The trophy goes to Yannick Bestaven (Maître CoQ IV) from La Rochelle who arrived 3rd into Les Sables-d’Olonne and a fireworks display. He takes up the mantle from Armel Le Cléac’h (winner in 2016) due to his 10 hour 15 minute time compensation, which means he finished the Vendée Globe in 80 days 3 hours 44 minutes and 46 seconds.
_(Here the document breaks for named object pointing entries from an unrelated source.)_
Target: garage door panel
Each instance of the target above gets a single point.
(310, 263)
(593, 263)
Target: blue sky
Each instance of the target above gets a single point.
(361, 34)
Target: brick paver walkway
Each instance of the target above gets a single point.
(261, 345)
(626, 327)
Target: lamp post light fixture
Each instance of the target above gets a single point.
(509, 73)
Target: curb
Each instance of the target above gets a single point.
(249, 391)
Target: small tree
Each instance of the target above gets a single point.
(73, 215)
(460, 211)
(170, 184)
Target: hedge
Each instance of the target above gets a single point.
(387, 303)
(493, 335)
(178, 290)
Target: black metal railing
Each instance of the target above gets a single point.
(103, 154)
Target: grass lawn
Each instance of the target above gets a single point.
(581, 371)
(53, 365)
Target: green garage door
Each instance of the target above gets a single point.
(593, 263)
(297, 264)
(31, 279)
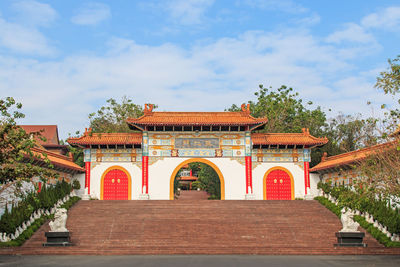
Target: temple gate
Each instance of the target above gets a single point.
(250, 164)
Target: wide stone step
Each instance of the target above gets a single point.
(200, 227)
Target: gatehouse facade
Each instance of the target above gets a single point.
(143, 164)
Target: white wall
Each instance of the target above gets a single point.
(233, 172)
(81, 178)
(314, 180)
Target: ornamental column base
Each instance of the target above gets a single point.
(144, 197)
(250, 197)
(86, 195)
(309, 197)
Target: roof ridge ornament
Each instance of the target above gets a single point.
(324, 156)
(305, 131)
(246, 109)
(148, 109)
(88, 131)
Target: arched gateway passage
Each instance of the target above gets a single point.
(278, 184)
(209, 163)
(115, 184)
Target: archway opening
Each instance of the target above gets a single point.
(278, 184)
(197, 179)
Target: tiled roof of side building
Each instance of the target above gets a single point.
(57, 159)
(151, 118)
(349, 158)
(50, 132)
(303, 138)
(90, 138)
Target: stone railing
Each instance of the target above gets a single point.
(368, 217)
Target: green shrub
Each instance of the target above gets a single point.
(46, 198)
(35, 226)
(365, 201)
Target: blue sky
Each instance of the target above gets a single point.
(64, 59)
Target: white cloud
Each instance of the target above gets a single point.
(386, 19)
(188, 12)
(351, 33)
(34, 13)
(281, 5)
(203, 77)
(22, 39)
(91, 14)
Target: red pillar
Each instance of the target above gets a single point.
(306, 176)
(87, 176)
(145, 174)
(249, 178)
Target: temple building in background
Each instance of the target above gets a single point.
(143, 164)
(48, 144)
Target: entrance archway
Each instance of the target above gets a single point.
(209, 163)
(278, 184)
(115, 184)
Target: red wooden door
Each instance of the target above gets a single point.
(278, 186)
(115, 185)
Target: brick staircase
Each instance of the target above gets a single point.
(199, 227)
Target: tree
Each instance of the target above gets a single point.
(111, 118)
(17, 160)
(389, 81)
(208, 179)
(287, 113)
(380, 172)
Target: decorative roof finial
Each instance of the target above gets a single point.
(246, 109)
(324, 156)
(148, 108)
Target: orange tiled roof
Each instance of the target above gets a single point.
(303, 138)
(242, 118)
(50, 132)
(57, 159)
(349, 157)
(89, 138)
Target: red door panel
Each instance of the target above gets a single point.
(115, 185)
(278, 186)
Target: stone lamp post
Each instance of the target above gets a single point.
(349, 236)
(59, 234)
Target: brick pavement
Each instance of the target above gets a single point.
(199, 227)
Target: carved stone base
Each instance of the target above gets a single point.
(250, 197)
(57, 239)
(350, 239)
(85, 197)
(309, 197)
(144, 197)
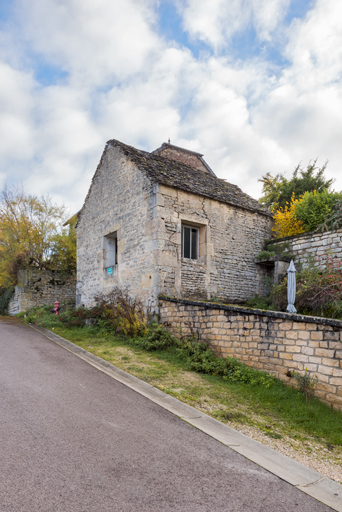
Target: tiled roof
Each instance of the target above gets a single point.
(178, 175)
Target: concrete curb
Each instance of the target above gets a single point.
(316, 485)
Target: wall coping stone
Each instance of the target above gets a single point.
(319, 234)
(252, 311)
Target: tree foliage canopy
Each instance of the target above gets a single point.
(277, 190)
(32, 235)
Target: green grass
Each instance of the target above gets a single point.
(278, 411)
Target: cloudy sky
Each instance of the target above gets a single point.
(254, 85)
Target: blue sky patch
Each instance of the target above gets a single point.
(170, 26)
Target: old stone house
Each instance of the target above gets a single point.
(163, 223)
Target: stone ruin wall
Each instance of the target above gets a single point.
(277, 343)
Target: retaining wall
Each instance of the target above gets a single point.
(278, 343)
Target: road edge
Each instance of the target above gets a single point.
(305, 479)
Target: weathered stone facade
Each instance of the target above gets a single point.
(142, 201)
(40, 287)
(278, 343)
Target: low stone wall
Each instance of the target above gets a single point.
(314, 244)
(277, 343)
(40, 287)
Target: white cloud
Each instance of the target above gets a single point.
(217, 21)
(126, 82)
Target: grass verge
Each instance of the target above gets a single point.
(277, 415)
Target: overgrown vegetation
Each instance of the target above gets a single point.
(309, 212)
(33, 234)
(224, 388)
(306, 384)
(5, 296)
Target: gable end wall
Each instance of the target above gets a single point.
(230, 239)
(120, 200)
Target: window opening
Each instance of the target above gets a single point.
(190, 242)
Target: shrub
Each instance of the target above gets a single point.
(286, 222)
(155, 338)
(200, 357)
(5, 296)
(319, 288)
(306, 384)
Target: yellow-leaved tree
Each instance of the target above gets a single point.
(32, 235)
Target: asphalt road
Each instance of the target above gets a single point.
(73, 439)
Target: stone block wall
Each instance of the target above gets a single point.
(314, 244)
(277, 343)
(40, 287)
(230, 238)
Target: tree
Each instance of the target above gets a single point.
(277, 190)
(32, 235)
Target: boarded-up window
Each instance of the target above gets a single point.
(190, 242)
(110, 251)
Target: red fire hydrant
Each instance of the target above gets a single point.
(56, 307)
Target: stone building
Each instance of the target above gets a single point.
(163, 223)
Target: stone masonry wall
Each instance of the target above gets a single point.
(41, 287)
(314, 244)
(121, 201)
(230, 239)
(277, 343)
(183, 156)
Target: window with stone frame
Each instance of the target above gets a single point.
(110, 252)
(190, 242)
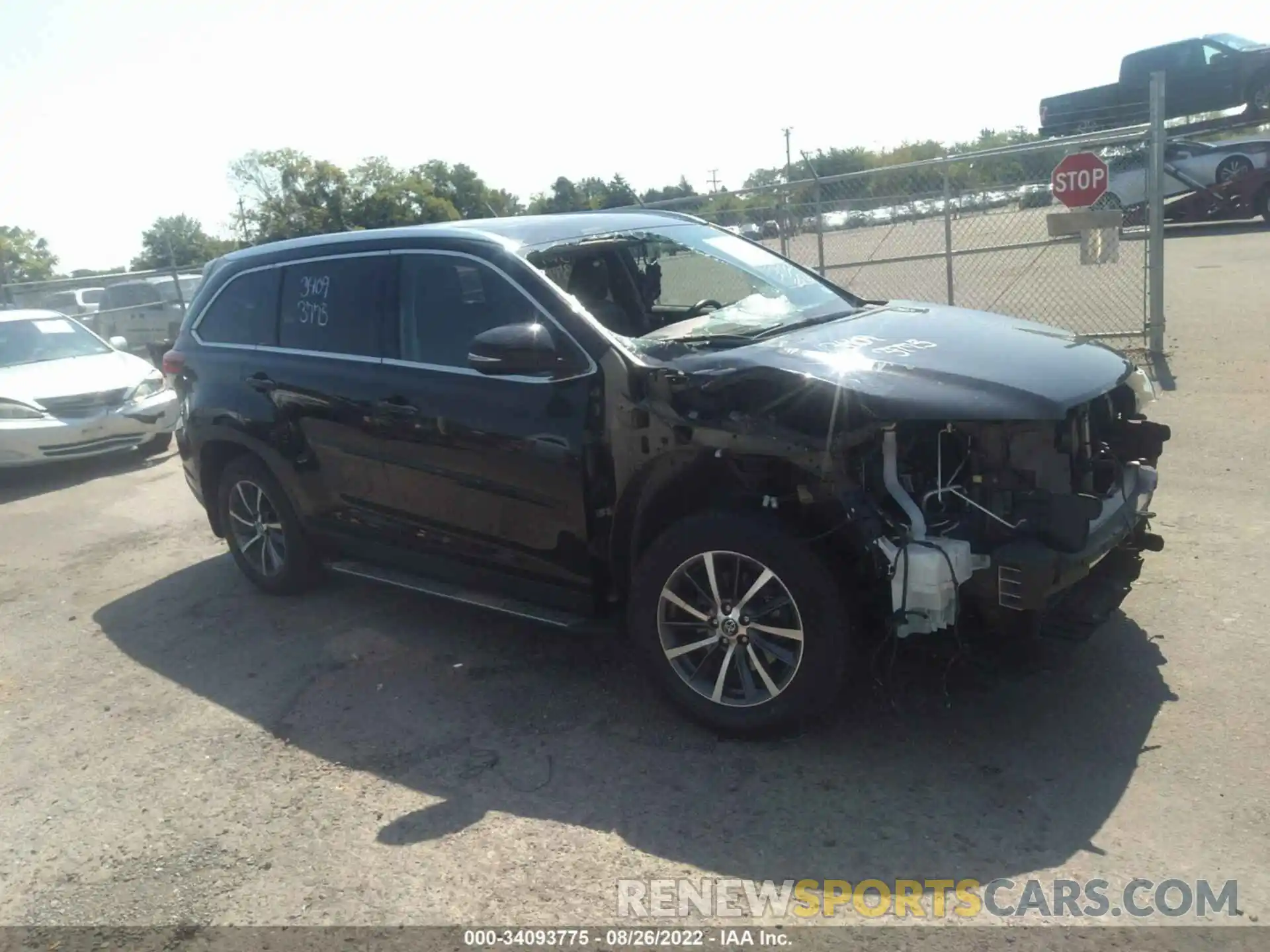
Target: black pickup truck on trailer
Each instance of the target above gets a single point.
(1209, 74)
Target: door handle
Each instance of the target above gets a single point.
(397, 407)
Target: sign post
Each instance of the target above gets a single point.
(1080, 180)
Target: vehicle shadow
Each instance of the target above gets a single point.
(1206, 229)
(27, 481)
(996, 764)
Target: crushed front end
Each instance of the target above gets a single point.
(1002, 518)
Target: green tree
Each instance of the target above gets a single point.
(564, 197)
(181, 241)
(618, 194)
(288, 194)
(763, 178)
(384, 197)
(468, 192)
(24, 255)
(663, 194)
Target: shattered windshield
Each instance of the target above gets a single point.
(1235, 42)
(686, 284)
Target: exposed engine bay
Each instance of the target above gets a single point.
(1009, 512)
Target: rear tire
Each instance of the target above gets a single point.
(262, 528)
(785, 655)
(1259, 95)
(1232, 168)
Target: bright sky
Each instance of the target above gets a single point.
(116, 113)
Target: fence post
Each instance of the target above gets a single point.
(1156, 220)
(948, 229)
(820, 216)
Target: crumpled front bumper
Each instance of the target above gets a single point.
(32, 442)
(1025, 575)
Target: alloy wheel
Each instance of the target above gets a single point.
(730, 629)
(257, 528)
(1232, 171)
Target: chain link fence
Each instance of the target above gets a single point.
(972, 230)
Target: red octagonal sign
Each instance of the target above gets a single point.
(1080, 179)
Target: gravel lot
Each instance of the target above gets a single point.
(179, 748)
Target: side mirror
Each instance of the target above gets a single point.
(515, 349)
All those captivated by the too-close-to-call finish to this thrilling race were left speechless by this almost inconceivable spectacle after 80 days at sea. From the Azores to the Bay of Biscay, the key players drew on all the resources they had left, making the minutest adjustments to maintain speed to the bitter end. An exercise in finesse where Boris excelled: “He had a very intelligent race,” said Team Malizia skipper coach Will Harris. “He has several round the worlds to his credit and that paid off in this Vendée Globe. He’s also the skipper who has sailed the most miles on his IMOCA.”
From the Azores, Louis Burton (Bureau Vallée 2), Charlie Dalin (Apivia) and Boris Herrmann (Seaexplorer-Yacht Club de Monaco) took the east option while Thomas Ruyant (LinkedOut) and Yannick Bestaven (Maître CoQ IV) headed north to hook into stronger winds. On Tuesday, when Charlie and Boris were passing Cap Finisterre in a 8-12 knot west-south westerly, the Ruyant-Bestaven duo continued north in 15-17 knots. Between the two pairs, Louis continued his route north before putting in a gybe ahead of Maître CoQ IV and LinkedOut. Routers already had their calculators out to see who would be lifting the cup, but it was still all theoretical.
Early Wednesday morning, Boris and Charlie took the east option along the Spanish coast on a port tack to Les Sables-d’Olonne. Louis, Thomas and Yannick had already started their final haul to the finish on starboard tack. The tempo picked up off Vendée a few hours before the finish.
All this time, Boris Herrmann (Seaexplorer-Yacht Club de Monaco), a member of UNESCO’s Intergovernmental Oceanographic Commission, managed to continue his other mission. An autonomous laboratory on board, controlled by Boris, has been operating 24/7 collecting data from water samples and transmitting them to scientists at the Max-Planck Institute for Meteorology in Hamburg, Géomar in Kiel and Ifremer in Brest. Data on air and water temperatures, salinity, PH and CO2 from oceans around the world has been collected, with that from remote regions which scientists are not always able to reach being of particular interest.
Boris’s commitment is palpable and reflected in the name of the boat, as Seaexplorer is a reference to a Kuehne + Nagel led initiative to measure the impact of CO2 emissions in the shipping freight sector. Reducing emissions is also the goal of another initiative, initiated by the Yacht Club de Monaco and mobilising the luxury yacht sector, which established the Superyacht Eco Association (SEA) Index, a benchmark for measuring the environmental impact of 40+m yachts.
Unflappable, poised and discreet, Boris reflects to perfection the values of the Principality in carrying his message about protecting the oceans. He has also undoubtedly inspired children all over the world to discover new vocations, as evidenced by the many messages he has received from them during this legendary round the world race.